Wanneer een openbare instelling leveringsovereenkomsten wil sluiten met alle ondernemers die de betrokken producten willen leveren onder de door deze instelling opgelegde voorwaarden, bestaat er immers, doordat geen ondernemer wordt aangewezen aan wie exclusief een opdracht wordt gegund, geen noodzaak om het handelen van deze aanbestedende dienst aan de nauwkeurige regels van richtlijn 2004/18 te onderwerpen teneinde te vermijden dat hij bij de gunning van een opdracht nationale ondernemers begunstigt. De keuze van een inschrijving, en dus van een begunstigde, is dus een element dat intrinsiek is verbonden met de bij deze richtlijn ingevoerde regeling voor overheidsopdrachten en bijgevolg met het begrip overheidsopdracht in de zin van artikel 1, lid 2, onder a), hiervan.
(cf. punten 37, 38, 42, dictum 1)
Voor zover het voorwerp van een procedure voor toelating tot een systeem van afspraken waarmee een openbare instelling voornemens is goederen op de markt aan te kopen door tijdens de gehele looptijd van dat systeem overeenkomsten te sluiten met iedere ondernemer die zich ertoe verbindt om de betrokken goederen te leveren tegen vooraf vastgestelde voorwaarden, een zeker grensoverschrijdend belang heeft, moet deze procedure worden gevoerd en georganiseerd in overeenstemming met de fundamentele regels van het VWEU, in het bijzonder met het non-discriminatiebeginsel en het beginsel van gelijke behandeling van ondernemers en met de daaruit voortvloeiende transparantieverplichting.
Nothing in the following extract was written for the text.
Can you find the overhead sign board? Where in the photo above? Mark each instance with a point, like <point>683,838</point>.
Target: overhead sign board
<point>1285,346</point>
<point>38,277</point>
Hoewel de lidstaten in een dergelijke situatie beschikken over een zekere beoordelingsmarge bij de vaststelling van maatregelen om te waarborgen dat het beginsel van gelijke behandeling en de transparantieverplichting worden nageleefd, impliceert de transparantieverplichting in dat verband een bekendmaking die aan gegadigden toestaat naar behoren kennis te nemen van het verloop en de wezenlijke kenmerken van een dergelijke toelatingsprocedure. Het staat aan de nationale rechter om te beoordelen of deze toelatingsprocedure aan die vereisten voldoet.